Now, what about those weird <$> and <*> symbols? They're basically "special" forms of function application. So you can read it almost like we're simply applying (,) to the two arguments enumAll and enumAll. But because it's "special" application, it doesn't just give us the pair (enumAll, enumAll).
What we're doing here is using the Applicative instance for lists. I'm not going to get into that in full detail, but what this does is help us think that [Row] is not a list of row values, but rather a single "unknown" row value. It's a value that could be any element of the list, but we don't know which one. The technical term usually used for this is that [Row] can be thought of as a nondeterministic Row; it's a Row value that could be a number of possibilities, but we haven't been able to determine which one it actually is.
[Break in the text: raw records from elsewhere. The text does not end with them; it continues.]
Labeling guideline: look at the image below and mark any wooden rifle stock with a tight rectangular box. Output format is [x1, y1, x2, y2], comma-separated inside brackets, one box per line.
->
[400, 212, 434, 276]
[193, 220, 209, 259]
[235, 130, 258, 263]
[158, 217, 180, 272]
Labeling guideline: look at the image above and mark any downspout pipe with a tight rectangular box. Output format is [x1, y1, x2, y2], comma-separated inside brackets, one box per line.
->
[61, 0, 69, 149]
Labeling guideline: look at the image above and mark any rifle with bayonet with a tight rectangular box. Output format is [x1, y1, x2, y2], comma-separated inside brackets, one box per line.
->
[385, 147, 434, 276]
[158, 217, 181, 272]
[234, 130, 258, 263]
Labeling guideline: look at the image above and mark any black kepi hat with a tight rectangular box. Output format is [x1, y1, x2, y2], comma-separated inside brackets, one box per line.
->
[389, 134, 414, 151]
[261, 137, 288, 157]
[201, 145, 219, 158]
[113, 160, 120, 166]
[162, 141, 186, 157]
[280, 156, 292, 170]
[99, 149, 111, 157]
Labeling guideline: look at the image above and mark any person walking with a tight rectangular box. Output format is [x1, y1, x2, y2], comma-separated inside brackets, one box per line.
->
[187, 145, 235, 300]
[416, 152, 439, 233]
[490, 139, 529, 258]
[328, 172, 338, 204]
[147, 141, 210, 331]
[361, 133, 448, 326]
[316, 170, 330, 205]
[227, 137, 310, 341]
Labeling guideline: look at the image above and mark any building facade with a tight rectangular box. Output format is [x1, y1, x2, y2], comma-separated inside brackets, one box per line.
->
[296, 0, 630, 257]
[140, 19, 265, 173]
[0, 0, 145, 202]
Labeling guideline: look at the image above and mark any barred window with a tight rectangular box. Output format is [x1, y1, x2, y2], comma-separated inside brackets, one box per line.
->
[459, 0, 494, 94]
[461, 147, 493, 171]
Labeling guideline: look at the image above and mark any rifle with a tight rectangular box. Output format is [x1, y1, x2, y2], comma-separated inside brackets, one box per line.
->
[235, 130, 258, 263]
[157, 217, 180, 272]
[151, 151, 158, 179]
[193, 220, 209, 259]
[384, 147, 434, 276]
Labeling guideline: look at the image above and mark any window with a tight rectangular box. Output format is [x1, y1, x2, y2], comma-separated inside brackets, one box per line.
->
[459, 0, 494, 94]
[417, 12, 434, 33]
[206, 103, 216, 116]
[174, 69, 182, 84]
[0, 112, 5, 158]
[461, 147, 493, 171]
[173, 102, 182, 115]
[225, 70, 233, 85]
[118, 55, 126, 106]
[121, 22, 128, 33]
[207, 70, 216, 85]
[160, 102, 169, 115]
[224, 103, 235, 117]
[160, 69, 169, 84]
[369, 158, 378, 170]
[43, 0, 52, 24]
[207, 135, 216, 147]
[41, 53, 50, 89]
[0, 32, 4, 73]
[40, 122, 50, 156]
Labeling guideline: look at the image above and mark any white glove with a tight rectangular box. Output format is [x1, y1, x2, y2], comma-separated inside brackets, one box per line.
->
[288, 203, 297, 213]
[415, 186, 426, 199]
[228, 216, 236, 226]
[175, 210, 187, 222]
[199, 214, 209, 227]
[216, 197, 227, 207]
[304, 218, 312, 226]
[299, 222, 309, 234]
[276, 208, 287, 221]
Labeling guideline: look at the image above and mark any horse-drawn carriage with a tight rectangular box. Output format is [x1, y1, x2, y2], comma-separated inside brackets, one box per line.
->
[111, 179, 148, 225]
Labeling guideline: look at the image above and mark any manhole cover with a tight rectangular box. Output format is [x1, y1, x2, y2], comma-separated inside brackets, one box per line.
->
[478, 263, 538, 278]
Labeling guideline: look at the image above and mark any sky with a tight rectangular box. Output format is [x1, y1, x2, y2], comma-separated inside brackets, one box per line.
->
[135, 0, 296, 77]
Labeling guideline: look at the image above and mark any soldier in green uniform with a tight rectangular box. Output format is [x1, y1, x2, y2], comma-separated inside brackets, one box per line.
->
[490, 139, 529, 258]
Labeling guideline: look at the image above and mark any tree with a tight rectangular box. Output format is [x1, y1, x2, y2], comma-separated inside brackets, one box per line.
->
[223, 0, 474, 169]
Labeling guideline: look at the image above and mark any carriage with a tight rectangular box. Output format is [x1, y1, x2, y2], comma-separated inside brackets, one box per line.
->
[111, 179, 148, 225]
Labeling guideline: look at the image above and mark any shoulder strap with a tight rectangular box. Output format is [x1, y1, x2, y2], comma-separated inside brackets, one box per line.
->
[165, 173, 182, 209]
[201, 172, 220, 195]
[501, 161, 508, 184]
So what we're doing is applying the function (,) (which just takes two arguments to build a pair), to two nondeterminsitic values, to get a nondeterminsitic pair (this is where we need the "special" version of function application with <$> and <*>; if we apply (,) normally with (,) enumAll enumAll or build the pair directly with (enumAll, enumAll) then all we get is a normal pair of nondeterminsitic values, instead of a nondeterministic pair of normal values - ([a], [b]) vs [(a, b)]) . And if I take a pair from all possibilities of one bounded enum and all possibilities of another bounded enum, then I should get all possibilities of pair! Which is exactly what happens.
The type signature positions :: [Pos] is actually necessary here. That's what tells Haskell we're building a list of (Row, Column) pairs rather than any other kind of pair of enums, which is how it knows that the first enumAll was enumerating all rows and the second wsa enumerating all columns. The most general type (,) <$> enumAll <*> enumAll is actually (Enum a, Bounded a, Enum b, Bounded b) => [(a, b)], which will work just fine but is a pain to work with interactively in ghci because you'll keep getting ambiguous type variables whenever you try to print things.